I am enjoying the experience of being here in Tanzania, and to a far greater extent learning a lot.  It is impossible to understand the privilege to which we are accustomed until we live and work with people who have almost nothing.  I am, for example, aware of the great privilege of having an indoor kitchen at the house where I am staying, complete with the luxury of a single propane ring on a spindly shipping crate - I don't have to cook on a wood fire on the ground outside as most do.
Today's project is adding LED illumination to the single classroom at our school.  The one window admits some light, but not enough for my old eyes to discern colour properly as we are learning names of colours in English.  36 watts, $25, and a bit of engineering later, the transformation is striking!

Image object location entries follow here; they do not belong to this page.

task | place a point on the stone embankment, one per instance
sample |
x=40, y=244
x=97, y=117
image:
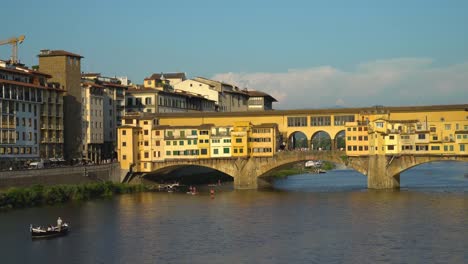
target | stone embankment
x=60, y=175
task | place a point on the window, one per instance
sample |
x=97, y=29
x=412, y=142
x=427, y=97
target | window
x=341, y=120
x=297, y=121
x=320, y=121
x=148, y=101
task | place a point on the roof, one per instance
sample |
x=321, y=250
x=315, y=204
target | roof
x=92, y=84
x=53, y=53
x=143, y=90
x=167, y=75
x=113, y=85
x=269, y=125
x=90, y=74
x=333, y=111
x=28, y=85
x=260, y=94
x=25, y=71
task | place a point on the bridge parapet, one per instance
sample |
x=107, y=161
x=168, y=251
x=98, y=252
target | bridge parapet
x=382, y=171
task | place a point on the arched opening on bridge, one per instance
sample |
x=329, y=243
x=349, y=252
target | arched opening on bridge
x=438, y=175
x=340, y=140
x=295, y=177
x=321, y=140
x=188, y=175
x=297, y=140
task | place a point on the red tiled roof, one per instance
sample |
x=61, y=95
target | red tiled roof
x=27, y=85
x=260, y=94
x=52, y=53
x=167, y=75
x=26, y=72
x=91, y=84
x=113, y=85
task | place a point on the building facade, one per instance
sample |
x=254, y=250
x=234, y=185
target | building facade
x=92, y=122
x=31, y=114
x=260, y=101
x=65, y=69
x=143, y=142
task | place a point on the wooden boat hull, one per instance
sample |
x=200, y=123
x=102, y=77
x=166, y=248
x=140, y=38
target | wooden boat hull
x=35, y=234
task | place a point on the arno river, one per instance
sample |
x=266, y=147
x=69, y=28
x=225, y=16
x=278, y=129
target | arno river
x=326, y=218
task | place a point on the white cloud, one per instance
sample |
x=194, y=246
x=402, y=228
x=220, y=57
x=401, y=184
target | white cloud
x=400, y=81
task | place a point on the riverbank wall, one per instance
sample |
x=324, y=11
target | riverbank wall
x=61, y=175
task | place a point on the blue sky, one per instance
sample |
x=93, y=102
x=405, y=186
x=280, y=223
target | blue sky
x=306, y=53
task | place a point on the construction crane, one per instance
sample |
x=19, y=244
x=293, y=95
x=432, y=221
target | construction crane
x=14, y=46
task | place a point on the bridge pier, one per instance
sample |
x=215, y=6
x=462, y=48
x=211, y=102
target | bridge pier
x=378, y=176
x=245, y=174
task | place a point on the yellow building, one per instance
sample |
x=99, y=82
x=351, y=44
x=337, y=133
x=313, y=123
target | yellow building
x=263, y=140
x=239, y=138
x=439, y=130
x=220, y=142
x=357, y=138
x=180, y=142
x=204, y=135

Tuesday, September 26, 2017

Arrival

In the daily frenetic pace of North American life, my writing here has been set aside for five years.  Perhaps that is part of the motivation for my current endeavour: I am living and volunteering in Maji ya Chai (River of Tea), Arusha region, Tanzania for several weeks.
I am here to teach and to help with development of a free primary school for children who would otherwise have no access to education.  But I am here to learn as well; as with most things in life what one gives one receives back amplified and enhanced.  In a few short days here, I have been welcomed and embraced by a nation of warm, generous, patient, and enduring people.  I will struggle to find words to capture this interaction - it is far removed from the insular and self-absorbed world with which I am familiar.
Peace and serenity,
Scott

Thursday, December 27, 2012

Sunset

"The true purpose of education is to teach a man to carry himself triumphant to the sunset." - Liberty Hyde Bailey

As I return from my twelve day voyage of exploration, I have begun to understand what many voyagers have said before me.  Travel is indeed an opportunity to explore new places and meet new people, but it is even more an opportunity for inner exploration and growth.
The sunset metaphore is appropriate, I think.  The return home is indeed a sunset, an ending to a chapter.  There is time now for rest and reflection, and as with every sunset the promise of a bright sunrise and the dawn of a new day.

Serenity

"Journey with me to the serenity of leaving to our children a planet in equilibrium." - Paul Tongass

Manuel Antonio park is a nugget of Pacific coastal paradise, wisely protected from hotel developers by and for the Costa Rican people. Its sandy beaches and warm surf attract masses of sun-thirsty tourists. Hidden behind this "attraction" is the real attraction, many kilometers of little-explored, narrow, muddy trails.
It was on one of these trails that I was given the gift of serenity. Abandoning the glazed masses in their blind march to the beach, I climbed for a kilometer along a clear, gurgling stream. At a clearing in the dense forest, I stopped to enjoy for a moment the dappled sunlight. The moment became ten minutes, then an hour, then more as I simply sat motionless and watched the life of the forest around me.
Tiny iridescent flies fanned their wings on the leaves. Lizards curiously scurried between my feet and up nearby twigs, craning their necks curiously to have a look at me. As I watched a butterfly flit between the flowers, a beautiful brassy-gold hummingbird buzzed past my ear to drink nectar from a crimson chalice an arm's length away. Somewhere nearby, a troupe of monkeys crashed noisily through the canopy. As I looked up toward them, I noticed as if for the first time the rainbow palate of birds sitting in the trees all around me.
I thought for a moment of the eco-tourists below me on the trail, who had hired human guides to lead them down the busy trail and peer through telescopes at tiny specks hiding in the canopy, and was grateful for the privilege of having Gaia as my guide and teacher in serenity.
Perhaps this clearing and forest collects well the lessons I have learned here: the gift of appreciation of nature, of joy in being connected, of peace and patience and serenity. May these lessons be with me always.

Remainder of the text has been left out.